Image of the two structures at IBHS Research Center during a research burn

It was hard to believe my eyes even though I knew the evidence. Through the work of IBHS and other research organizations, we have the knowledge and technology required to be protected when wildfire enters a community and becomes an urban conflagration. But it’s one thing to ‘know’ something and quite another to see it happening right in front of you.

At The Resiliency Company, we’ve been working with IBHS in Los Angeles. After the fires in Altadena and the Palisades in January 2025, we set up Resilient Los Angeles, a local initiative to empower communities to rebuild to wildfire-resilient standards. It’s been interesting to see what it takes to put the knowledge into practice, to enable homeowners to rebuild their houses in a way that protects them from future fires. Through this work, we’ve learned three things:

  1. Homeowners need to know that the evidence exists and demand the building products that will make their next homes safe.

  2. Meeting that demand requires the house-building system to respond accordingly. Right now, the system is oriented towards building what we’re already building, the structures that are ill-equipped to handle the increasing risk of fire.

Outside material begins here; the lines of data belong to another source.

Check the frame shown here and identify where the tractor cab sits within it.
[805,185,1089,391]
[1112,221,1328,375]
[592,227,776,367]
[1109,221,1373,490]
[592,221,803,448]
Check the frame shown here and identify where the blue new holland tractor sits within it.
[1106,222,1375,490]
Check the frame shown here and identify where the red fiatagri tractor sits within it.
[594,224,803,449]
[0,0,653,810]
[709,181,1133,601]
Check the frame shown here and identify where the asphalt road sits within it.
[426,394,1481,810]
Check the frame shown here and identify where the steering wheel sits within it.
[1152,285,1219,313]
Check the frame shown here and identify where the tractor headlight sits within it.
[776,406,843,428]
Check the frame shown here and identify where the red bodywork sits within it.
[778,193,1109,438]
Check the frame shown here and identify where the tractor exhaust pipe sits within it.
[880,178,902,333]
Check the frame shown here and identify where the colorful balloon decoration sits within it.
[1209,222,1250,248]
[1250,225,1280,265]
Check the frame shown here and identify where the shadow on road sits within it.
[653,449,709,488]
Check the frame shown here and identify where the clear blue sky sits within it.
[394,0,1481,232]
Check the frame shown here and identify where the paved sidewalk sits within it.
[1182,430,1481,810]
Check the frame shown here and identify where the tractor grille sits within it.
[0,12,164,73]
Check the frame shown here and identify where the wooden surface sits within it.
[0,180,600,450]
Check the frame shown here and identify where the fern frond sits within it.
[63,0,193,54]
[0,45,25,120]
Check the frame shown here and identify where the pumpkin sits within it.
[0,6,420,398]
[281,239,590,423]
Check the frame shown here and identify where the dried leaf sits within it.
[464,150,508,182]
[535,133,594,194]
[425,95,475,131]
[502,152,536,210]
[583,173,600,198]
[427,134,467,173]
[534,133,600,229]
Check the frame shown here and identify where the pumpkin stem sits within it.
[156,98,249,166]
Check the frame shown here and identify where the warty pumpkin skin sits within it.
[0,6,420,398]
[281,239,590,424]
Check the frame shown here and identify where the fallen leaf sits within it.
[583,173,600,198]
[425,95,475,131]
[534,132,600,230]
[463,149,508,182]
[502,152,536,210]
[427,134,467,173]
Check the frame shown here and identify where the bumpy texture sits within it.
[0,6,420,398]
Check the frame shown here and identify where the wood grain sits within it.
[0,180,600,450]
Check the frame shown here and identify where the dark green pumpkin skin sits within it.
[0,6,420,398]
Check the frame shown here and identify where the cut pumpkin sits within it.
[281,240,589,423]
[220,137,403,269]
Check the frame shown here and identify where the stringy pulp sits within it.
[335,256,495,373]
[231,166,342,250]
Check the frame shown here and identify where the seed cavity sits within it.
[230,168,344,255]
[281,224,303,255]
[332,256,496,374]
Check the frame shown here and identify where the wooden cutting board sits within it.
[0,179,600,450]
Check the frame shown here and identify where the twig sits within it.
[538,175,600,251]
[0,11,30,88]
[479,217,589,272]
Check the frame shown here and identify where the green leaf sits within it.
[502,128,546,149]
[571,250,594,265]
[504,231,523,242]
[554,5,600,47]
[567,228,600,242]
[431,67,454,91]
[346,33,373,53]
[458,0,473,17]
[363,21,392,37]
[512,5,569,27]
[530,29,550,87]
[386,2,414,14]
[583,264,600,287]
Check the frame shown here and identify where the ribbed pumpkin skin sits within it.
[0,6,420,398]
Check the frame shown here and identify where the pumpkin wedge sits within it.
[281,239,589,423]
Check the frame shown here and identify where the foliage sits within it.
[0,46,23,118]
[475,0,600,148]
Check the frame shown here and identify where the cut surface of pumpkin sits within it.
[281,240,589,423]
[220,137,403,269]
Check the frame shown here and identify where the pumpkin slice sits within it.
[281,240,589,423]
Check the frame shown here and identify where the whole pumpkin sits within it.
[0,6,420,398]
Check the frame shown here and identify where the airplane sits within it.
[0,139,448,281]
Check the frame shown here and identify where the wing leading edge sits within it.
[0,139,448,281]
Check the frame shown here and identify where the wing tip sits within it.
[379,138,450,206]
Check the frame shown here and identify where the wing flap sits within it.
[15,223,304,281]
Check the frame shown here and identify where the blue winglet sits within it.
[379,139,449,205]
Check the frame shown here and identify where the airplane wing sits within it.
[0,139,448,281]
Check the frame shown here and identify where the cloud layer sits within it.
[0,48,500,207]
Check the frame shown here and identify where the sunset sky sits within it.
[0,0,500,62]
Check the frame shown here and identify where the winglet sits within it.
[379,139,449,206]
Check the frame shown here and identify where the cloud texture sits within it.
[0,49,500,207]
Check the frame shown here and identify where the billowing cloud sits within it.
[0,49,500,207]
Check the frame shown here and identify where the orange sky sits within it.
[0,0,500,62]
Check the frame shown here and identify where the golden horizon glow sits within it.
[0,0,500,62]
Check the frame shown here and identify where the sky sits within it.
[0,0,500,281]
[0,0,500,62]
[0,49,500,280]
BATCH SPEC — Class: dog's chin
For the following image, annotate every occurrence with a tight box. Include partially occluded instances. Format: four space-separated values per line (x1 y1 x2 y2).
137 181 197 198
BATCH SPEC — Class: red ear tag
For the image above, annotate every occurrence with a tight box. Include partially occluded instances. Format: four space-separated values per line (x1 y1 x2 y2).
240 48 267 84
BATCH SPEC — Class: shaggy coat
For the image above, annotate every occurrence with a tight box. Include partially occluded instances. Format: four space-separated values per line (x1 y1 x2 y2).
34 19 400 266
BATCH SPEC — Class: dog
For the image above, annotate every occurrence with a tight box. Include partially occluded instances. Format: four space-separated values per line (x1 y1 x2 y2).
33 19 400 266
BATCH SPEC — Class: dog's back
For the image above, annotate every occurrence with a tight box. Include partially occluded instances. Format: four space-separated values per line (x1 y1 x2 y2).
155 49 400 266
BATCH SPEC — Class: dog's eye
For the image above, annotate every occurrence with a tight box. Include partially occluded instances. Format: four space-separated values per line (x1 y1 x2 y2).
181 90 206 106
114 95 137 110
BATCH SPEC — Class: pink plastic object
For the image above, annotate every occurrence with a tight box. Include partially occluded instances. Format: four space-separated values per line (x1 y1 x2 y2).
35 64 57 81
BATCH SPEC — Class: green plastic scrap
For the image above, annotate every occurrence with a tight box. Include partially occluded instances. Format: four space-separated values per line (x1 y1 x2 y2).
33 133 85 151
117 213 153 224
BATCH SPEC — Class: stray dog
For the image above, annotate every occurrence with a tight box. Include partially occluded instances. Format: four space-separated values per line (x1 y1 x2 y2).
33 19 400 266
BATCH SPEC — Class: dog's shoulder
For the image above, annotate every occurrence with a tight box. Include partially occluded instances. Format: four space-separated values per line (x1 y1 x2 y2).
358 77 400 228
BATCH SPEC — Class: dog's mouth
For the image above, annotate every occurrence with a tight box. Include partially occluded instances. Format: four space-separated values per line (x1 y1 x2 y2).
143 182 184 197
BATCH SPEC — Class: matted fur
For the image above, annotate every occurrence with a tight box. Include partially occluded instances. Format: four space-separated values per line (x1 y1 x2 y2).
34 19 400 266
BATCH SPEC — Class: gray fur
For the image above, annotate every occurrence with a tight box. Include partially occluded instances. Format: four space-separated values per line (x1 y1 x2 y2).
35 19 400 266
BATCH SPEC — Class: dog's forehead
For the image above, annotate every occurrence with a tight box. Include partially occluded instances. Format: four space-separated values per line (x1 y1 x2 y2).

  3. We need to help homeowners to access capital, whether as loans or grants, to pay for the slightly more expensive materials needed.

Resilient Los Angeles is working on all of these fronts. We’ll soon have a website to help homeowners understand the evidence. We’re working with key players in the local house-building system to ensure that there is capacity to build fire-resilient homes. And we’ve established a fund for lenders and grant makers to make capital available to homeowners on terms that match their financial resources.

Most of my working days are spent at a computer, so going to see the IBHS standard put to the test was an opportunity to build confidence and conviction in the efficacy of our program - and more importantly - the outcomes for our mission.

Leaving the event, I had a swell of hope and excitement about the level of evidence we have for keeping homes safer from wildfire. The rigor, the care, the way science is then translated into a standard and then adapted based on the realities of our built environment, it’s all so impressive. The knowledge and interventions exist - now we need to apply them to make resilient homes the norm for how we build.

Gregory Andersen, the IBHS Codes and Standards Engineer, giving a tour of the windows and siding of the Wildfire Prepared Plus structure.

The wind tunnel at IBHS to simulate high wind events

After the research burn, observing the IBHS Wildfire Prepared Plus structure intact.